With Senator Kerry as chairman, the committee can be expected to focus on technological issues relating to small business. For example, Senator Kerry recently introduced legislation to reauthorize the Small Business Technology Transfer Program. The Senate Small Business Committee held a hearing on this legislation on June 21, 2001. Additionally, Senator Kerry has stated that he wants to focus on developing a small business world consisting of high-growth businesses with high-wage jobs. In that spirit, the Senate has recently passed a resolution sponsored by Senator Kerry changing the name of the committee to the "Senate Committee on Small Business and Entrepreneurship."
In the House Small Business Committee, Chairman Donald Manzullo (R-IL) has focused primarily on regulatory issues. The committee has held numerous hearings on whether certain federal regulatory requirements disproportionally burden small businesses.

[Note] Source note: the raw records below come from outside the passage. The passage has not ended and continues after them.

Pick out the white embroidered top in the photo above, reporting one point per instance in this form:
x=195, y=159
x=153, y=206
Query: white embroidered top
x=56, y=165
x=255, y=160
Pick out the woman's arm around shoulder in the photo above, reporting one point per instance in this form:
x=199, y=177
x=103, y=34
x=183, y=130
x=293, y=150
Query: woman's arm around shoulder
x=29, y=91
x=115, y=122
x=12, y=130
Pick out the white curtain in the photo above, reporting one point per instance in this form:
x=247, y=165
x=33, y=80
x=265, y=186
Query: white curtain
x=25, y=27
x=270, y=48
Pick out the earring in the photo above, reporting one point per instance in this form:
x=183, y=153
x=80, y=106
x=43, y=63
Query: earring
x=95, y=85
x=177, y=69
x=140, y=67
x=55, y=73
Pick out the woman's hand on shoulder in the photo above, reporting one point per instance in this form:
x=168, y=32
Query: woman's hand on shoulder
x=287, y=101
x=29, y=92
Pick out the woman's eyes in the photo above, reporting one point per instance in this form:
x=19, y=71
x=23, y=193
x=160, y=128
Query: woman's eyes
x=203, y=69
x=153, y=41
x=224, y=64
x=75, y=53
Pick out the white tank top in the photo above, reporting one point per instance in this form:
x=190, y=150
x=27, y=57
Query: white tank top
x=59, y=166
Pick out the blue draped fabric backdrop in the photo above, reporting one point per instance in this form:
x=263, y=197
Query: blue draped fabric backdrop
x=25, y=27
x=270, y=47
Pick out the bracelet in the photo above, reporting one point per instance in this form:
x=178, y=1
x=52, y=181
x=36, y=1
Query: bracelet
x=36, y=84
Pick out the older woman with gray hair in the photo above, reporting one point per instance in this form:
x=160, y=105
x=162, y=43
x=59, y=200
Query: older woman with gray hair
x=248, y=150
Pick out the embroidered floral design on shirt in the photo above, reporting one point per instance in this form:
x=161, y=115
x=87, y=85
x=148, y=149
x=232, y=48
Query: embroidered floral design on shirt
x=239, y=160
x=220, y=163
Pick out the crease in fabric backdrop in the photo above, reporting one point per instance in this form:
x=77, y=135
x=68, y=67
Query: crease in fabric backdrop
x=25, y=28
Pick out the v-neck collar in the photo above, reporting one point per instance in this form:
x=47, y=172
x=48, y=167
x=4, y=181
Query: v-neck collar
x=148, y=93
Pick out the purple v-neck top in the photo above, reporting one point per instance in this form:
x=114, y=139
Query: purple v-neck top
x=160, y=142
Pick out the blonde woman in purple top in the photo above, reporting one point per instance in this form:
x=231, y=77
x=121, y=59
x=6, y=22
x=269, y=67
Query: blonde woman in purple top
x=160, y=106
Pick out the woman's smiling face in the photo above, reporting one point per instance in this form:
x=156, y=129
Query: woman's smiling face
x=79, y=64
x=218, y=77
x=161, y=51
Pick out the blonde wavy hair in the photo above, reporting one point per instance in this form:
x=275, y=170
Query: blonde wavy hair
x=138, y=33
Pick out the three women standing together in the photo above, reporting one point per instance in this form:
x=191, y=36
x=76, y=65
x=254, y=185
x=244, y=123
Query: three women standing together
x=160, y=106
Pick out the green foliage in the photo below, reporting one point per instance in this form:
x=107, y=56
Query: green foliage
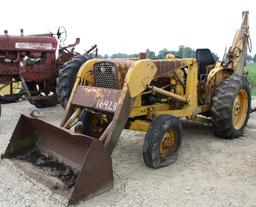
x=251, y=69
x=182, y=52
x=254, y=58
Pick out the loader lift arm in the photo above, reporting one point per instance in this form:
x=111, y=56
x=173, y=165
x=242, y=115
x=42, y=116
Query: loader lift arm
x=236, y=55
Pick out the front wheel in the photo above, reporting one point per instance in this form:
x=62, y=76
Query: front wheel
x=231, y=104
x=162, y=141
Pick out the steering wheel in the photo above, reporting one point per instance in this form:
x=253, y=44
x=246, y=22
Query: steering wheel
x=62, y=33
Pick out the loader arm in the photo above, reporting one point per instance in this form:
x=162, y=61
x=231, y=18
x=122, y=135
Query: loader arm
x=106, y=100
x=236, y=56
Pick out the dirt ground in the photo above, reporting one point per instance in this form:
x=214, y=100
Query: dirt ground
x=209, y=171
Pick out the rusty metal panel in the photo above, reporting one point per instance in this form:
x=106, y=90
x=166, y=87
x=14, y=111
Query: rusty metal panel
x=103, y=99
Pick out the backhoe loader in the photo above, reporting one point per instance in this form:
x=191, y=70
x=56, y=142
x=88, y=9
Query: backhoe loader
x=147, y=95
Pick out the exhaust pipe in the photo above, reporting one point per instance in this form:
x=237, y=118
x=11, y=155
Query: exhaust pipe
x=72, y=165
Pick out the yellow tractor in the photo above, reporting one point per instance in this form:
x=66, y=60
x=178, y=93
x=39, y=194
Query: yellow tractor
x=147, y=95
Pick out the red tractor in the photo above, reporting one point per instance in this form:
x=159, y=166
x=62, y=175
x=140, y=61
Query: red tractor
x=29, y=65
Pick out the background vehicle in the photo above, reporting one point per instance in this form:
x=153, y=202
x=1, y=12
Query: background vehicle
x=28, y=66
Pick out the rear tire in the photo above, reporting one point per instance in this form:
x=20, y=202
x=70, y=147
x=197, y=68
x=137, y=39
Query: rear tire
x=231, y=104
x=162, y=141
x=66, y=78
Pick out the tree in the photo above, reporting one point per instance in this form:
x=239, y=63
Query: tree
x=249, y=58
x=162, y=53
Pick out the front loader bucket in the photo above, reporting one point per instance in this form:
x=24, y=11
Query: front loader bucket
x=73, y=165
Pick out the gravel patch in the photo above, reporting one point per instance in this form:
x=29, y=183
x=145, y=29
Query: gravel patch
x=209, y=171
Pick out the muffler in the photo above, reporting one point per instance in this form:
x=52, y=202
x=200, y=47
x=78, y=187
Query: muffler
x=73, y=165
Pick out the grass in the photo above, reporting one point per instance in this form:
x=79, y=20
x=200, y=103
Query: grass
x=251, y=68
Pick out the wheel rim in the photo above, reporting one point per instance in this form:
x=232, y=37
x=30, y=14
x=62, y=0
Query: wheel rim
x=168, y=143
x=240, y=109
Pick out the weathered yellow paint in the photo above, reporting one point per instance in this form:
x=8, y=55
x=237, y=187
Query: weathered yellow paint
x=140, y=125
x=145, y=110
x=139, y=76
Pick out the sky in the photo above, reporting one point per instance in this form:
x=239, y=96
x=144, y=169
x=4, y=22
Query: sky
x=132, y=26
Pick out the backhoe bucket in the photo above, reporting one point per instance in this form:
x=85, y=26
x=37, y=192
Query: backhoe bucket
x=73, y=165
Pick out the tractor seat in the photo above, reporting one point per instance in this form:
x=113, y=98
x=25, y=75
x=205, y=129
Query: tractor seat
x=204, y=58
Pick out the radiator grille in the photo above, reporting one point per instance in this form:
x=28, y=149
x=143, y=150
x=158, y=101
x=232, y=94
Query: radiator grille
x=105, y=75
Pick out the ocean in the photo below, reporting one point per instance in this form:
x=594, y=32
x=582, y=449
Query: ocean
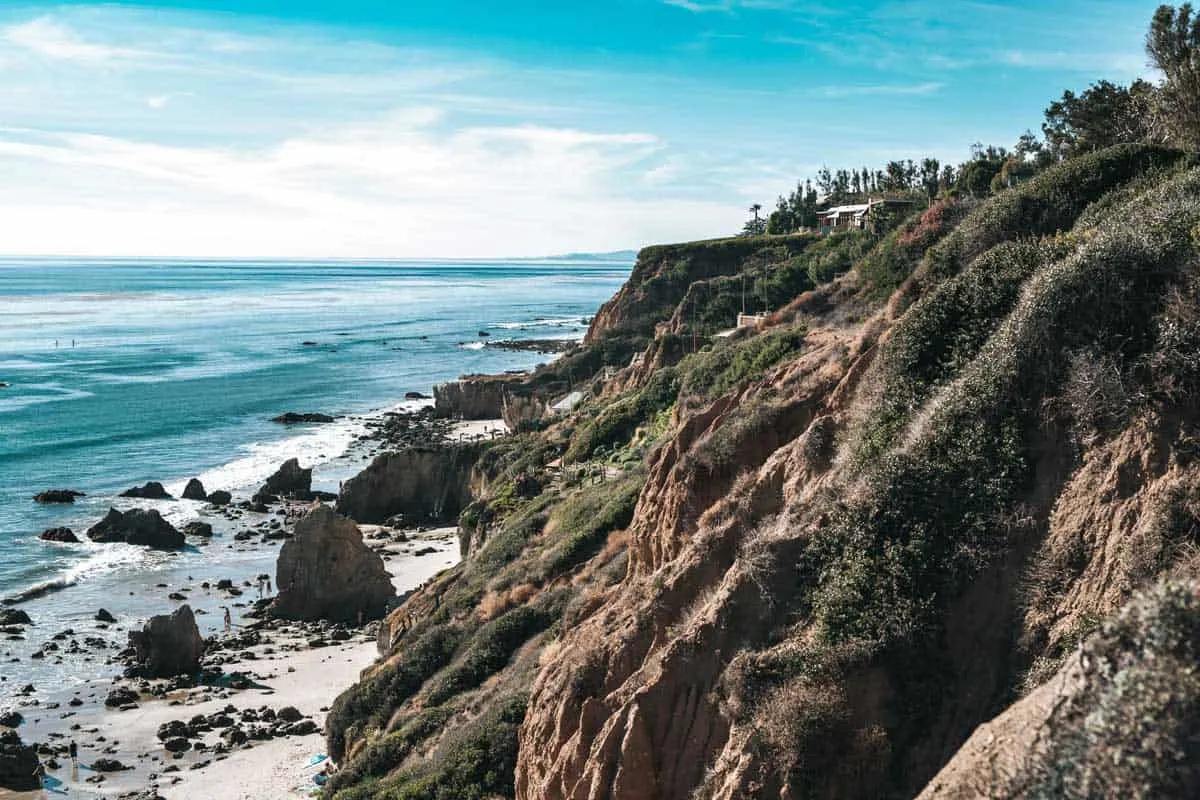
x=120, y=372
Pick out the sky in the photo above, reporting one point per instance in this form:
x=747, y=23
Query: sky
x=472, y=128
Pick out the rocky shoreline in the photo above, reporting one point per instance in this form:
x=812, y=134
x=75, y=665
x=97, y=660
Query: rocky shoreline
x=263, y=683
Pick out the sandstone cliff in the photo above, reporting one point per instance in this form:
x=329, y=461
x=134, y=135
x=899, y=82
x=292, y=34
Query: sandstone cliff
x=811, y=559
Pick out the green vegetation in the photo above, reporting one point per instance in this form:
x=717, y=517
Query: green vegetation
x=735, y=362
x=1133, y=731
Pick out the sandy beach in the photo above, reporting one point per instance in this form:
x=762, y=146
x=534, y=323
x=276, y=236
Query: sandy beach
x=286, y=672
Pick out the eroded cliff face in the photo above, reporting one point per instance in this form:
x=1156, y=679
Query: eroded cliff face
x=906, y=534
x=811, y=559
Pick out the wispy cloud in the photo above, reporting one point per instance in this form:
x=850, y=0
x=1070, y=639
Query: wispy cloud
x=49, y=38
x=1078, y=61
x=880, y=90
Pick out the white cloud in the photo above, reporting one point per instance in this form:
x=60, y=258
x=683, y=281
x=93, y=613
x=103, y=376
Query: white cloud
x=390, y=188
x=49, y=38
x=868, y=90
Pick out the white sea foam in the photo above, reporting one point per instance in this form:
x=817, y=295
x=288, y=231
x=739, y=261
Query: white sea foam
x=316, y=445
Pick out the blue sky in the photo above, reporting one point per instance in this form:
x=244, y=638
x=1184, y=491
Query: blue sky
x=354, y=128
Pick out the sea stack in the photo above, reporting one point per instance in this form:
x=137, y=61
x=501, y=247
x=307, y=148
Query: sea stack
x=327, y=572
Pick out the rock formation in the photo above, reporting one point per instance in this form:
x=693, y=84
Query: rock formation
x=288, y=481
x=15, y=617
x=327, y=572
x=814, y=558
x=150, y=491
x=196, y=528
x=57, y=495
x=168, y=644
x=418, y=482
x=18, y=762
x=137, y=527
x=474, y=397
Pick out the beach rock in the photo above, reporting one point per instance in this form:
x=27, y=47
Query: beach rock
x=177, y=745
x=301, y=728
x=201, y=529
x=292, y=417
x=421, y=482
x=195, y=491
x=150, y=491
x=59, y=535
x=234, y=737
x=327, y=572
x=58, y=495
x=289, y=714
x=291, y=481
x=18, y=762
x=168, y=644
x=137, y=527
x=15, y=617
x=119, y=697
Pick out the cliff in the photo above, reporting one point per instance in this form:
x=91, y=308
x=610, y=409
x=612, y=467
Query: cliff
x=811, y=559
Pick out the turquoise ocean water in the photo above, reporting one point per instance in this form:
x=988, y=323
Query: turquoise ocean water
x=126, y=371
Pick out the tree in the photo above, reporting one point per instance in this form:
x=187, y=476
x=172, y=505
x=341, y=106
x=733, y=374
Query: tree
x=929, y=174
x=1174, y=46
x=1105, y=114
x=757, y=226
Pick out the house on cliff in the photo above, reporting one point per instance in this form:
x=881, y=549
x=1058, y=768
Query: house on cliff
x=862, y=216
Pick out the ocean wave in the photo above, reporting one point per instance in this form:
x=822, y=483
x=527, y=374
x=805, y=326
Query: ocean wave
x=318, y=445
x=25, y=401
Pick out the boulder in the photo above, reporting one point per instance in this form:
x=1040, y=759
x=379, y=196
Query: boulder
x=327, y=572
x=58, y=495
x=168, y=644
x=289, y=480
x=292, y=417
x=18, y=763
x=195, y=491
x=59, y=535
x=119, y=697
x=15, y=617
x=137, y=527
x=424, y=482
x=151, y=491
x=202, y=529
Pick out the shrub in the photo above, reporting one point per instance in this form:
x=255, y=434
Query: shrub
x=889, y=263
x=736, y=362
x=369, y=703
x=1133, y=729
x=487, y=651
x=1047, y=204
x=587, y=518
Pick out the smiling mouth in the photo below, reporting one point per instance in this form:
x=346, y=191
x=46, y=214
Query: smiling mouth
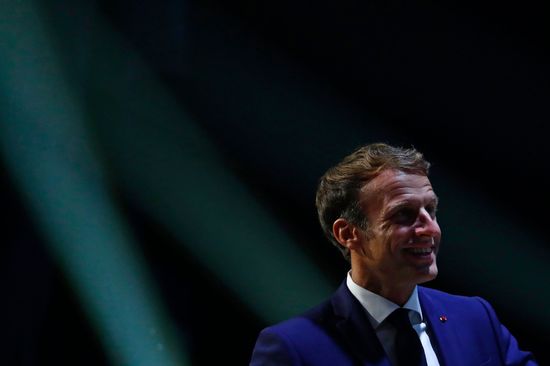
x=420, y=251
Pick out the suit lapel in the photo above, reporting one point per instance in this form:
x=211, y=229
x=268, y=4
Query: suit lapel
x=442, y=328
x=354, y=327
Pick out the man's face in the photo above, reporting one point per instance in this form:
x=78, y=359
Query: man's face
x=402, y=240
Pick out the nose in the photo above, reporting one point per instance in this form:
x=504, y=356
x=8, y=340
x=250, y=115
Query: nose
x=426, y=225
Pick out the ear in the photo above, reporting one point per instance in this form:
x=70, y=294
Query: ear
x=347, y=234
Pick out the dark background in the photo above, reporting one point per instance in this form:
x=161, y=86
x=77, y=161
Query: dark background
x=464, y=82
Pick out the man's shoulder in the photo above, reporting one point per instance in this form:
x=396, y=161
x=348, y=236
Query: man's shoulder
x=442, y=298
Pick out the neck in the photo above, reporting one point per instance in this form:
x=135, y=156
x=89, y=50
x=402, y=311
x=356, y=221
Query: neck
x=396, y=293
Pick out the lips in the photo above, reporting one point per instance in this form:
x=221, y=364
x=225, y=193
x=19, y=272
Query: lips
x=420, y=251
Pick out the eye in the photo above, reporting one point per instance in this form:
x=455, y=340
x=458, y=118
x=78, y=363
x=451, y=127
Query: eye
x=432, y=210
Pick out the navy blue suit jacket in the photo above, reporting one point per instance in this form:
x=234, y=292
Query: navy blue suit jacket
x=338, y=333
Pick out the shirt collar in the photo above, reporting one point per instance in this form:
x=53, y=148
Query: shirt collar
x=379, y=307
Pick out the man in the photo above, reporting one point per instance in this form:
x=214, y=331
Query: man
x=379, y=208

Additionally, the House Small Business Committee is focusing on procurement issues. On June 20, 2001, the committee held a hearing in which they examined the procurement reforms being considered at the DoD. Many members of the committee, including Representative Nydia Velazquez (D-NY), the committee's ranking minority member, criticized the DoD for failing to meet its procurement and small business prime contracting goals. According to Representative Velazquez, the DoD fell 2 percent short of awarding at least 23 percent of its prime contracts to small businesses, and achieved only half of its goal to award 5 percent of those contracts to women-owned small businesses. As a result, Representative Velazquez has introduced the "Small Business Contract Equity Act," which requires agencies to meet their small business contracting goals before consolidating requirements. Under this legislation, if the goals are not met, any proposed consolidation would require SBA approval. Many members of the House Committee on Small Business have cosponsored this legislation, including Representative Manzullo.
The Legal Advisor will continue to monitor important issues and legislation taken up by these committees.